その2 地域環境の持続化と農業経営の強化に向けて
農業ベンチャーとエゴマの有機栽培に挑む
エゴマの葉の鉢を手にする土田敏行・農事組合法人おおが代表理事
農業従事者が減少し続ける中で、食料生産だけでなく地域の自然環境を守るために農事組合法人を設立、それをスマート農業や大学発のアグリベンチャーが支援する。しかも付加価値の高い有機栽培にも取り組み、経済的な基盤も固める――。
将来の日本農業の姿を先取りしたかのような取り組みを続けているのが、岐阜県山県(やまがた)市の農事組合法人おおが(土田敏行代表理事。以下、おおが)だ。おおがは、17年に設立された同市内の大桑(おおが)地区を基盤とする農事組合法人で、大桑地区の農地の90%、約100ヘクタールを耕作管理している。
うち70ヘクタールが水稲で、15ヘクタールが小麦で占められている。約100ヘクタールで農地は550筆にも分かれており、「全体面積は中山間地としては大きいが、筆数の多さから分かる通り水稲としては小さく、細かな畔が続く、年寄りの農業従事者にはつらい農地です」(土田代表理事)。
現地では作業委託だけでなく、農地そのものを手放したいという相談も増えてきている。おおがは現在、従業員8人で運営しているが、定年退職者が中心で、法人自身の高齢化という問題も抱えている。

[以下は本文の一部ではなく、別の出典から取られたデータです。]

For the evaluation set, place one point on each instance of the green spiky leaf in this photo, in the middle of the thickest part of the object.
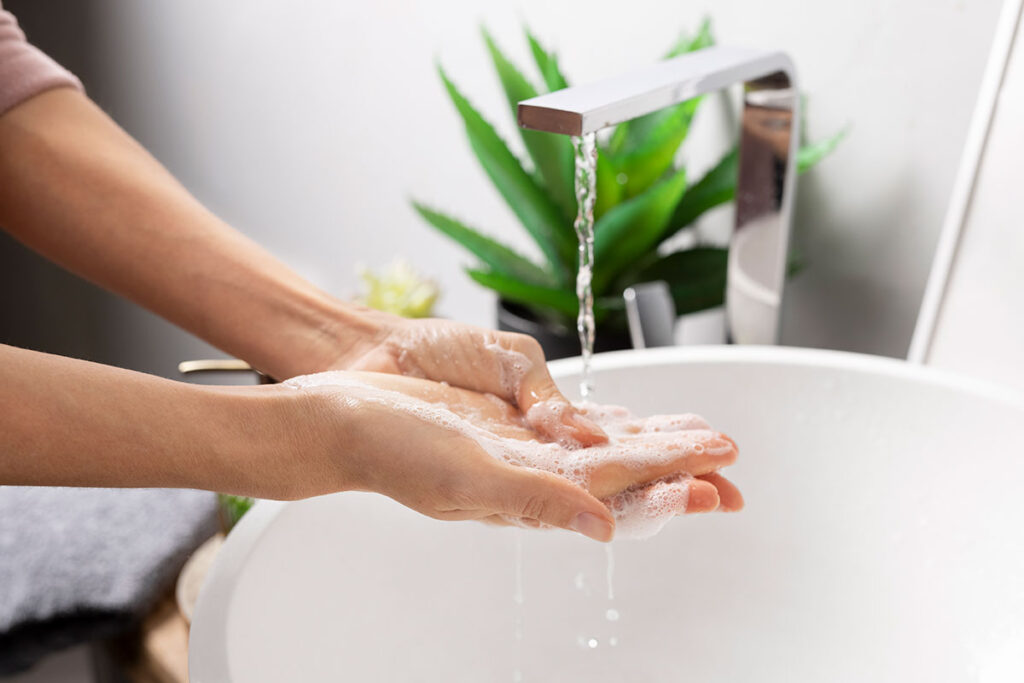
(547, 63)
(552, 155)
(695, 278)
(644, 148)
(812, 154)
(632, 228)
(529, 202)
(561, 301)
(609, 190)
(717, 186)
(489, 251)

早急に法人としてもうかる仕組み作り、付加価値の高い農作物がなければ結局は若い人を採用できず、おおが自身が尻すぼみになってしまうことが明白だ。そこで名古屋大学発のアグリベンチャーであるグランドグリーン(丹羽優喜代表取締役社長)の協力を得て始めたのがエゴマの有機栽培だった。